Total is expected to outpace clean energy giants Iberdrola and Ørsted on renewable power capacity by the end of the decade.
The French supermajor’s ambition to reach 100 gigawatts (GW) of green energy by 2030 is eclipsed only by Enel which is targeting 145 GW, according to analysis from Westwood Global Energy Group.
In comparison, Iberdrola and Ørsted have targets of 95 GW and 30 GW respectively.
Over the last four years Total has invested $8bn (£5.7bn) in renewables and power with a significant focus on solar PV.
The Paris-headquartered firm recently announced plans to rebrand as ‘Total Energies’ in order to reflect its changing asset portfolio.
It was one of a number of companies that was awarded acreage for wind farm development in the latest Crown Estate round, building on its existing involvement in the Seagreen project.
David Linden, head of energy transition at Westwood, said: “Total has set a course to diversify its portfolio, reflected by its proposed name change to Total Energies last week.
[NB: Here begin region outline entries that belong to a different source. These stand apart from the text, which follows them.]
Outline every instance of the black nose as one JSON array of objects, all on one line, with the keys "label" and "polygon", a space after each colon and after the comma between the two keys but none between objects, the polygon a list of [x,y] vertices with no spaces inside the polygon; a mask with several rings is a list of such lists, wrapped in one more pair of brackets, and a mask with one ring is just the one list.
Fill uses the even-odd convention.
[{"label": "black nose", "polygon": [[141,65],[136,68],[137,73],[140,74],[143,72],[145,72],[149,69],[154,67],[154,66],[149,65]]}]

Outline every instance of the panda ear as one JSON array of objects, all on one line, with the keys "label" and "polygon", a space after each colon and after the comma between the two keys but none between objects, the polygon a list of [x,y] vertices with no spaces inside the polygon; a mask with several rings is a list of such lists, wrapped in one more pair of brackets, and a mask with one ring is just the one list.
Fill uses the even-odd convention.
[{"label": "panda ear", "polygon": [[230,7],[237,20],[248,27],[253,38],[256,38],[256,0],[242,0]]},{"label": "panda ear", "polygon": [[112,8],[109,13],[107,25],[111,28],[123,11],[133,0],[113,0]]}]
“And it’s leading the way – Total’s targets are double that of peers like BP at 50GW. However, in energy terms renewables will still be the minority in Total’s entire portfolio.
“In future, the combined scale of ambition of both clean energy and oil and gas supermajors, together with their focus on onshore wind and solar, could see them compete in high growth markets.
“Collaboration will be an increasingly important part of the modus operandi as technologies, markets and companies converge, especially in green hydrogen where the boundaries are more blurred.”
The research contrasts the portfolios of European oil and gas majors BP, Shell, Total, Repsol, ENI and Equinor with clean energy supermajors Iberdrola, Enel, NextEra Energy and Ørsted.
In addition to renewable power capacity comparisons, the insight highlights key technologies, portfolio investments and growth regions for each company.
Arindam Das, head of consulting at Westwood, said: “It’s not yet clear how the growing renewables portfolio of oil and gas companies will be valued by the investment community.
“In the next decade oil companies are still expected to be underpinned by sizable fossil fuel businesses.
“Can the renewables portion of their portfolio become of material scale to deliver stable, low risk returns that investors will accept?
“Or do investors still expect higher risk, higher returns? The answer to these questions will have a great bearing on the energy transition and the oil and gas majors’ role in it.”